Updated Interactive: Exploring Presidential Donors by ZIP Code

  • November 2, 2011, Updated December 6, 2011

Editor's note: Due to growing interest in the candidacy of Newt Gingrich, we have added him to the interactive. - 12/6/11

Continuing our analysis of campaign finance data from the Federal Election Commission, we have developed a tool to visualize where money donated by Texans to presidential candidates comes from, broken down by ZIP code.

In this first version, we are featuring Gov. Rick Perry, former Massachusetts Gov. Mitt Romney, President Obama and U.S. Rep. Ron Paul. Contribution data used includes funds donated at any point in the 2012 election cycle. Because Perry did not join the race for the GOP nomination until mid-August, his numbers only reflect the third quarter.

So where did each candidate find the most financial support from Texas donors?

Perry received the most support from the Houston-area ZIP code of 77024, with 164 donors giving him a combined $334,175. Just off of Katy Freeway between Katy and Houston, 77024 is home to the towns of Hedwig Village, Piney Point Village and Bunker Hill Village. In Austin, Perry was neck and neck with Obama in the West Austin ZIP codes of 78746 and 78703, home to the neighborhoods of West Lake Hills and Clarksville, respectively. Perry raised $472,000 from 274 donors in both ZIP codes to Obama's $386,000 from 374 donors.

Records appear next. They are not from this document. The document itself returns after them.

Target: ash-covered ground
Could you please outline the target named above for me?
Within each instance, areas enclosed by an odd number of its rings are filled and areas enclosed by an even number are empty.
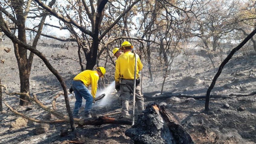
[[[9,47],[13,50],[11,46]],[[67,85],[69,87],[73,78],[81,72],[79,63],[69,59],[62,59],[63,58],[50,57],[52,55],[53,57],[57,57],[58,54],[58,55],[60,56],[65,55],[78,60],[77,50],[71,48],[68,50],[54,49],[53,51],[51,48],[47,49],[39,47],[39,50],[48,57],[51,63],[59,71],[65,79]],[[145,59],[142,59],[144,67],[142,75],[142,86],[144,92],[161,91],[163,76],[165,74],[157,60],[158,53],[153,53],[152,56],[154,77],[152,82],[150,81],[147,63]],[[226,55],[223,55],[224,58],[226,56]],[[11,92],[19,91],[19,71],[13,50],[6,53],[1,49],[0,57],[5,61],[0,65],[2,83],[7,85],[8,90]],[[83,58],[84,59],[84,57]],[[247,60],[239,52],[236,53],[224,67],[211,93],[228,95],[232,93],[250,93],[255,91],[256,56],[252,53],[248,56],[248,58]],[[216,74],[210,59],[207,57],[194,55],[181,55],[174,58],[174,69],[166,78],[163,91],[195,95],[206,94],[208,87]],[[221,62],[220,58],[217,56],[213,59],[217,71]],[[103,61],[101,62],[102,63],[101,64],[104,64]],[[110,64],[106,69],[104,82],[105,84],[110,84],[114,80],[114,67],[113,65]],[[193,79],[196,81],[193,81],[194,82],[190,83],[189,81],[187,81],[187,79],[194,78],[195,78]],[[182,82],[184,79],[187,80],[186,82]],[[100,85],[102,85],[101,80],[99,81]],[[33,60],[30,84],[30,94],[36,94],[39,100],[49,107],[51,106],[53,97],[62,89],[57,79],[42,61],[36,56]],[[39,119],[52,120],[56,118],[54,117],[47,116],[47,113],[35,104],[27,107],[19,106],[19,100],[16,98],[5,94],[3,97],[5,101],[14,109],[27,116]],[[93,110],[99,116],[120,111],[119,94],[114,91],[109,96],[109,102],[104,105],[99,106],[97,103],[99,101],[93,104]],[[75,101],[71,98],[69,99],[72,109]],[[204,99],[187,101],[187,98],[182,98],[155,101],[146,99],[145,106],[152,103],[163,102],[167,104],[167,109],[179,118],[195,143],[256,143],[255,95],[234,96],[227,99],[212,98],[210,104],[211,110],[208,112],[204,111]],[[131,108],[131,98],[130,102]],[[57,99],[56,104],[58,111],[67,114],[63,96]],[[69,123],[50,124],[49,130],[40,134],[37,134],[38,132],[36,129],[38,123],[25,123],[24,126],[15,125],[14,124],[14,121],[20,117],[8,110],[4,104],[3,105],[4,111],[0,114],[0,143],[69,143],[67,140],[75,139]],[[28,108],[32,109],[27,111]],[[80,111],[82,113],[82,110]],[[111,117],[117,118],[119,116],[118,114]],[[137,118],[136,116],[136,119]],[[19,121],[20,120],[16,120],[17,123],[22,123]],[[14,128],[10,128],[12,124]],[[124,135],[125,131],[130,127],[129,126],[105,124],[98,126],[76,126],[81,135],[78,139],[85,143],[130,142],[130,138]],[[69,130],[68,135],[60,136],[61,130],[65,129]]]

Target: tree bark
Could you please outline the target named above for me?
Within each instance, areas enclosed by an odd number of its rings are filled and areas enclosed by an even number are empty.
[[[38,50],[34,49],[34,48],[30,46],[26,43],[23,42],[19,39],[17,38],[16,37],[12,34],[10,31],[9,29],[4,20],[2,13],[0,12],[0,28],[2,29],[3,32],[14,43],[18,43],[21,46],[30,51],[31,52],[33,53],[39,57],[41,58],[43,61],[46,66],[52,72],[54,75],[58,80],[61,86],[64,91],[64,97],[65,99],[65,102],[66,103],[66,107],[67,108],[67,110],[69,114],[69,122],[71,127],[71,130],[72,131],[74,131],[75,129],[74,124],[74,121],[73,119],[72,112],[70,110],[69,105],[69,101],[68,97],[68,91],[67,90],[67,87],[66,84],[64,82],[63,79],[58,71],[53,67],[49,62],[49,61],[45,58],[45,57]]]
[[[219,70],[216,75],[215,75],[214,77],[213,78],[213,80],[212,82],[211,85],[210,86],[210,87],[208,88],[208,89],[207,90],[207,92],[206,93],[206,98],[205,100],[205,109],[206,110],[208,110],[210,109],[209,108],[209,104],[210,102],[210,94],[211,93],[211,91],[215,85],[217,79],[219,77],[219,75],[220,75],[220,74],[221,73],[221,72],[222,71],[222,69],[224,67],[224,66],[229,62],[229,61],[232,58],[232,56],[235,54],[235,53],[241,49],[244,45],[255,34],[256,34],[256,29],[254,30],[237,46],[232,50],[230,52],[230,53],[229,54],[227,57],[222,62],[221,64],[220,64],[220,66],[219,67]]]
[[[0,85],[1,83],[1,78],[0,78]],[[2,96],[3,95],[3,91],[2,91],[2,87],[0,87],[0,111],[3,111],[3,101],[2,99]]]
[[[12,1],[12,6],[16,8],[15,11],[18,22],[18,38],[24,43],[27,43],[25,27],[25,14],[23,11],[23,3],[17,0]],[[14,53],[18,63],[21,83],[21,93],[29,92],[29,75],[31,65],[28,64],[27,50],[20,45],[14,43]],[[29,101],[27,98],[20,96],[20,105],[27,106],[29,103],[22,100]]]

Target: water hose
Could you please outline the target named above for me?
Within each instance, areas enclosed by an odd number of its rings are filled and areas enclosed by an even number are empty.
[[[136,91],[136,76],[137,73],[137,56],[135,52],[134,53],[135,57],[135,64],[134,66],[134,78],[133,79],[133,122],[132,126],[134,124],[134,114],[135,109],[135,92]]]

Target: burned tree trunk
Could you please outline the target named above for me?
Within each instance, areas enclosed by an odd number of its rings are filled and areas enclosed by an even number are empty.
[[[1,85],[1,78],[0,78],[0,85]],[[3,111],[3,101],[2,100],[2,87],[0,87],[0,112]]]
[[[144,115],[125,132],[134,143],[194,143],[190,136],[164,105],[148,105]]]
[[[215,75],[215,76],[214,76],[214,77],[213,78],[213,79],[212,82],[212,83],[211,84],[211,85],[207,90],[207,92],[206,92],[206,99],[205,99],[205,104],[204,106],[206,110],[209,110],[210,109],[209,107],[209,104],[210,103],[210,94],[211,93],[212,90],[213,88],[213,87],[215,85],[217,79],[220,75],[220,74],[221,73],[222,69],[224,67],[224,66],[231,59],[235,53],[244,46],[244,45],[255,34],[256,34],[256,29],[254,30],[238,46],[232,50],[230,53],[229,54],[227,57],[220,64],[218,72]]]

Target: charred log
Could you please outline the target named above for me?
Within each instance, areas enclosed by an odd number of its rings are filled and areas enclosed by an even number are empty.
[[[194,143],[189,134],[163,105],[148,106],[144,114],[126,130],[134,143]]]
[[[169,92],[163,93],[162,95],[158,94],[158,93],[156,93],[155,94],[149,94],[149,93],[144,93],[143,94],[144,98],[150,100],[157,100],[159,99],[163,99],[167,98],[172,97],[178,97],[179,98],[194,98],[196,99],[204,99],[206,98],[205,95],[195,95],[190,94],[166,94],[169,93]],[[150,93],[154,93],[154,92]],[[230,96],[226,95],[211,95],[211,98],[231,98]]]

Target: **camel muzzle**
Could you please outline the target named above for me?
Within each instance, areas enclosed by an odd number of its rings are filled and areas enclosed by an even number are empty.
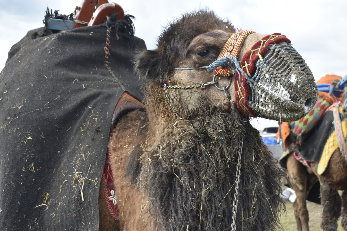
[[[310,68],[290,45],[274,44],[269,54],[256,62],[248,83],[248,106],[267,118],[294,121],[312,109],[317,89]]]

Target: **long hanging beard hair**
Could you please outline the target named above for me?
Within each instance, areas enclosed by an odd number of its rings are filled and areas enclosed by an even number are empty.
[[[157,148],[142,156],[138,178],[148,194],[155,229],[230,230],[240,152],[236,230],[278,225],[283,174],[248,122],[215,113],[179,121],[159,135]]]

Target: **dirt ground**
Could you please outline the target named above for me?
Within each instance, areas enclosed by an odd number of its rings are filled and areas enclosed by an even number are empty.
[[[294,217],[294,211],[293,204],[290,202],[287,203],[286,206],[287,213],[282,214],[281,216],[281,222],[284,231],[297,231],[296,222]],[[312,202],[307,203],[307,208],[308,210],[310,221],[308,225],[310,231],[318,231],[321,230],[321,214],[322,212],[322,206]],[[344,231],[341,227],[340,221],[338,222],[338,231]],[[279,230],[281,230],[280,229]]]

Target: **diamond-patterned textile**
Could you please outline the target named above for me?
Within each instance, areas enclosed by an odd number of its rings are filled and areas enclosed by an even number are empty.
[[[311,112],[295,122],[292,132],[297,136],[304,138],[324,114],[331,104],[323,97],[318,96],[316,106]]]

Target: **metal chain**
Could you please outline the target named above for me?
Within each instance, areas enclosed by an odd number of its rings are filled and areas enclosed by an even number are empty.
[[[243,148],[243,137],[240,136],[239,138],[239,157],[237,159],[236,165],[236,179],[235,180],[235,193],[234,194],[234,201],[232,202],[232,223],[231,224],[231,231],[236,231],[236,213],[237,213],[237,204],[238,203],[239,183],[240,183],[240,176],[241,175],[241,159],[242,156],[242,149]]]
[[[169,98],[169,92],[168,92],[168,86],[166,85],[166,84],[165,83],[164,83],[163,84],[164,91],[165,92],[165,98],[166,98],[166,101],[167,101],[168,103],[169,104],[169,105],[170,106],[170,107],[171,108],[171,109],[172,109],[172,111],[174,112],[174,113],[175,113],[175,114],[176,115],[176,116],[177,116],[177,118],[179,119],[181,117],[178,115],[178,113],[177,113],[177,111],[176,111],[175,108],[174,107],[174,106],[171,104],[171,103],[170,102],[170,99]]]
[[[192,88],[200,88],[205,89],[206,86],[211,84],[214,85],[217,83],[216,81],[211,81],[207,83],[203,83],[200,84],[192,84],[188,85],[175,85],[167,86],[167,87],[169,89],[191,89]]]

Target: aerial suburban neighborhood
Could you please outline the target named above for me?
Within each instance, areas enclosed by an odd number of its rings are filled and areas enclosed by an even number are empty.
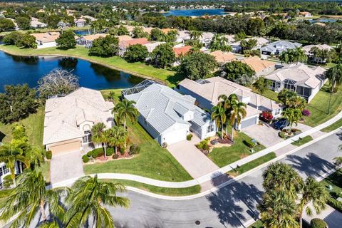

Much like Perry, Romney found most of his support west of Houston, pulling in large sums of donations from the ZIP codes of 77019, 77024 and 77056. He raised $196,000, $177,000 and $146,000, respectively. However, donors were more generous to Perry in all three areas, where he raised $220,000, $334,000 and $199,000.

Click on candidates' names above the map to view their donations. Use the zoom drop down on the left to take a closer look at some of the high-donor cities in the state. To switch between visualizing the amount donated and the number of donors, use the drop-down on the right. If no one from a ZIP code contributed to any candidate, there will be no shape to represent it.